JAKARTA - Organisasi kedokteran di Jepang mendesak pembatalan Olimpiade Tokyo, seiring dengan lonjakan kasus positif COVID-19 serta masih rendahnya angka vaksinasi COVID-19 di kalangan medis.

Dilansir Reuters dari Surat Kabar Nikkei Rabu 19 Mei, hingga saat ini jumlah tenaga medis Jepang di kota-kota besar yang telah menerima vaksin COVID-19 kurang dari 30 persen. Sementara Olimpiade Tokyo kurang dari 65 hari lagi.

Angka kabinet yang dirilis minggu ini menunjukkan, tiga bulan setelah dorongan vaksinasi COVID-19 Jepang, kurang dari 40 persen dari semua pekerja medis di negara itu diinokulasi penuh.

Masalah ini terutama di kota tuan rumah Olimpiade Tokyo dan pusat populasi besar lainnya, di mana tingkat pekerja medis yang divaksinasi penuh kurang dari 30 persen.

"Sebagian besar pasokan vaksin COVID-19 terkonsentrasi di rumah sakit besar, dan ada masalah dalam sistem reservasi untuk staf medis," kata surat kabar itu.

Salah satu keluhan dari kelompok penentang penyelenggaraan Olimpiade Tokyo adalah, terlambatnya peluncuran kampanye pemberian vaksin untuk kalangan medis. 

Pada Hari Senin lalu, Asosiasi Praktisi Medis Tokyo yang membawahi sekitar 6 ribu dokter di kota tersebut, mendukung seruan untuk membatalkan Olimpiade Tokyo. 

Seruan ini seiring dengan lonjakan kasus COVID-19 yang menyebabkan rumah sakit kewalahan, sementara seluruh tenaga medis dikerahkan untuk mengatasi situasi yang ada. 

"Kami sangat meminta pihak berwenang untuk meyakinkan IOC [Komite Olimpiade Internasional] bahwa penyelenggaraan Olimpiade itu sulit dan mendapatkan keputusannya untuk membatalkan Olimpiade," kata asosiasi itu dalam surat terbuka 14 Mei kepada Perdana Menteri Jepang Yoshihide Suga yang diunggah ke situsnya pada Hari Senin, melansir The National News.

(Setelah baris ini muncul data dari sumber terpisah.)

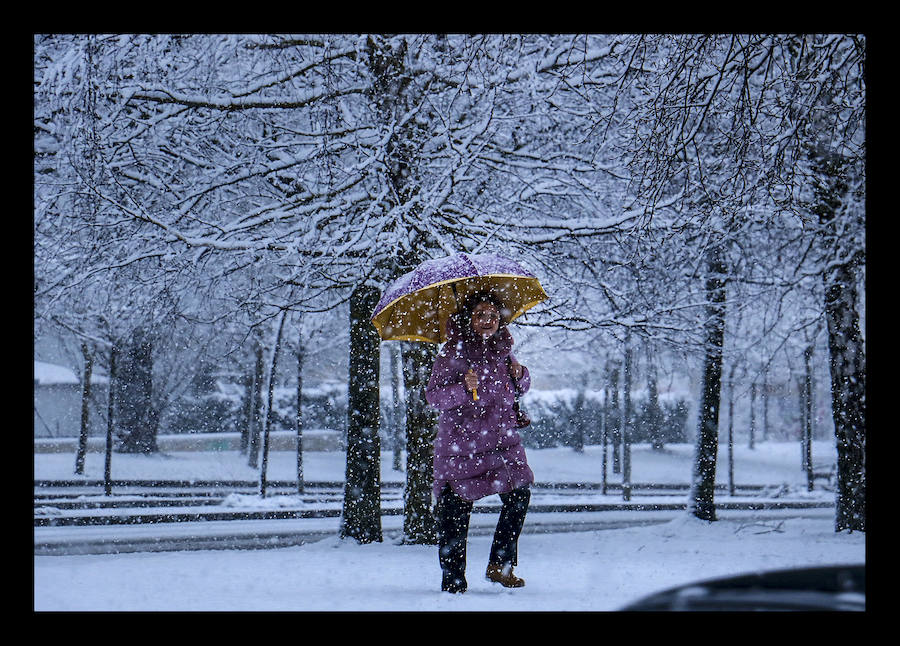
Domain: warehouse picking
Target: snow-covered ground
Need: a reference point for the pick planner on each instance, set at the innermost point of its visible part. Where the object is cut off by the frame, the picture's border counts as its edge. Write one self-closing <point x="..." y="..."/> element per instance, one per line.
<point x="585" y="571"/>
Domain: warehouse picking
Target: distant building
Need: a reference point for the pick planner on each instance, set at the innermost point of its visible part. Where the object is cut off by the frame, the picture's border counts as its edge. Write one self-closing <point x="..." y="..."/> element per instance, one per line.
<point x="57" y="402"/>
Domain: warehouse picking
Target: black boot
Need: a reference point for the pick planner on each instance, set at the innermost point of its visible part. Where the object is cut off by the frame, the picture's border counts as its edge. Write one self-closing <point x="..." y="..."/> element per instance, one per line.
<point x="452" y="514"/>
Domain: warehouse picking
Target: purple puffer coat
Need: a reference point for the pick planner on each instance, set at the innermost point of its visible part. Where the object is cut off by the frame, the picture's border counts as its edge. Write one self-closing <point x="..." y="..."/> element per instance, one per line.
<point x="477" y="451"/>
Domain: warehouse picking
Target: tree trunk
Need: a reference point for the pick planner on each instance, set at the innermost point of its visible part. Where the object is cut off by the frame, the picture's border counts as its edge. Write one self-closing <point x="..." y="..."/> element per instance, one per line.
<point x="626" y="421"/>
<point x="361" y="516"/>
<point x="807" y="417"/>
<point x="654" y="412"/>
<point x="244" y="414"/>
<point x="110" y="418"/>
<point x="270" y="406"/>
<point x="138" y="417"/>
<point x="847" y="354"/>
<point x="299" y="416"/>
<point x="255" y="407"/>
<point x="702" y="501"/>
<point x="753" y="416"/>
<point x="85" y="412"/>
<point x="848" y="398"/>
<point x="614" y="417"/>
<point x="731" y="430"/>
<point x="419" y="525"/>
<point x="396" y="432"/>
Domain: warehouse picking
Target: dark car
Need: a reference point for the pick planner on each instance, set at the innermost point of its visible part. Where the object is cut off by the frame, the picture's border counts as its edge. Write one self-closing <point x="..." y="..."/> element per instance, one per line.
<point x="837" y="588"/>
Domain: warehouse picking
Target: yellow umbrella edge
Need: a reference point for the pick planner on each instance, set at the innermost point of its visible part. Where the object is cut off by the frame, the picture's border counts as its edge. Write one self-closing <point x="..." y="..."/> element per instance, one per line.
<point x="378" y="321"/>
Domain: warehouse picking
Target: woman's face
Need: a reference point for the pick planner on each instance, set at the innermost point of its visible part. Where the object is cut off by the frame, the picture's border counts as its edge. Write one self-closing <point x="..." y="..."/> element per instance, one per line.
<point x="485" y="320"/>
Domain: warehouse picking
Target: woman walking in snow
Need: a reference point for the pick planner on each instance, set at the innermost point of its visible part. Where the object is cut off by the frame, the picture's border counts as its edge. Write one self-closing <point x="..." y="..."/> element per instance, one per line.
<point x="478" y="451"/>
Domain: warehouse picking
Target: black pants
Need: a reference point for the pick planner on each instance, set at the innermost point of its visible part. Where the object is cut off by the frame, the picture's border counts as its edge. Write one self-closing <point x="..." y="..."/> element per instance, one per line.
<point x="453" y="513"/>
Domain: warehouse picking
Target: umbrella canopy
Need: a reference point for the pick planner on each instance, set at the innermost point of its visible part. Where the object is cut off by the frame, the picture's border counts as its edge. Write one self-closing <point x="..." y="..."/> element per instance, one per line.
<point x="417" y="305"/>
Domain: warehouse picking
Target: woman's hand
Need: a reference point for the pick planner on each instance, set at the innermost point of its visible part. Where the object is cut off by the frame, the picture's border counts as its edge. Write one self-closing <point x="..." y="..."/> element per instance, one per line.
<point x="471" y="380"/>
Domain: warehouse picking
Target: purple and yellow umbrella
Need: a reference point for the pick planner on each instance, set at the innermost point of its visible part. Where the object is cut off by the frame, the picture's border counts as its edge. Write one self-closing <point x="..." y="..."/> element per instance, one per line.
<point x="417" y="305"/>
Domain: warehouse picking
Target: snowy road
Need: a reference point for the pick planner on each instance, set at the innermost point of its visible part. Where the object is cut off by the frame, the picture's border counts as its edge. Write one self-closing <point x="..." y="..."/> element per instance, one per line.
<point x="126" y="524"/>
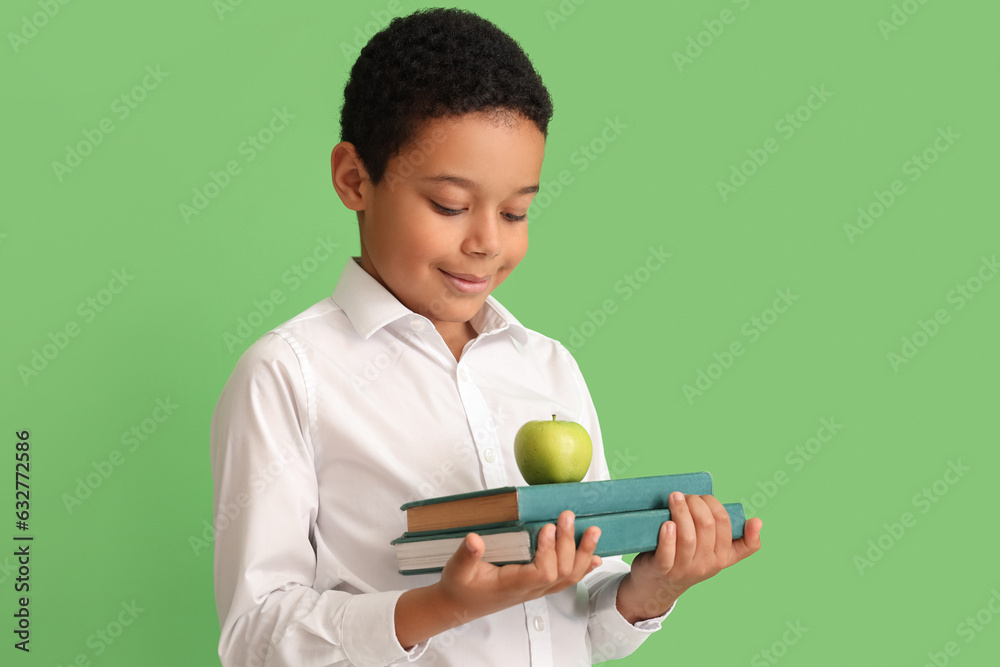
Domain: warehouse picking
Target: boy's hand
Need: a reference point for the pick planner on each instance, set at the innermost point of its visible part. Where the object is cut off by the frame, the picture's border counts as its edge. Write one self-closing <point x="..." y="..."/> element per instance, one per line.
<point x="479" y="588"/>
<point x="471" y="588"/>
<point x="694" y="545"/>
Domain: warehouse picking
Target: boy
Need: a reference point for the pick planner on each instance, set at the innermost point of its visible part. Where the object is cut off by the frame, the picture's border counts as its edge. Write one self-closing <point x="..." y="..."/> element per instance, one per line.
<point x="410" y="382"/>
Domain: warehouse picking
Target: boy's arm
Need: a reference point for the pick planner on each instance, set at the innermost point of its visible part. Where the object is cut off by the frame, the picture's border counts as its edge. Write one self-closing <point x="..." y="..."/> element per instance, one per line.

Pakar kesehatan dan kelompok medis Jepang lainnya telah menyuarakan keprihatinan mereka tentang Olimpiade, sementara petisi online yang menyerukan pembatalan ditandatangani oleh ratusan ribu orang.

Untuk diketahui, jumlah kasus COVID-19 secara nasional di Jepang turun menjadi 3.680 pada Hari Senin, level terendah sejak 26 April, menurut NHK. Tetapi, jumlah infeksi berat mencapai rekor tertinggi 1.235, kata kementerian kesehatan pada Hari Selasa.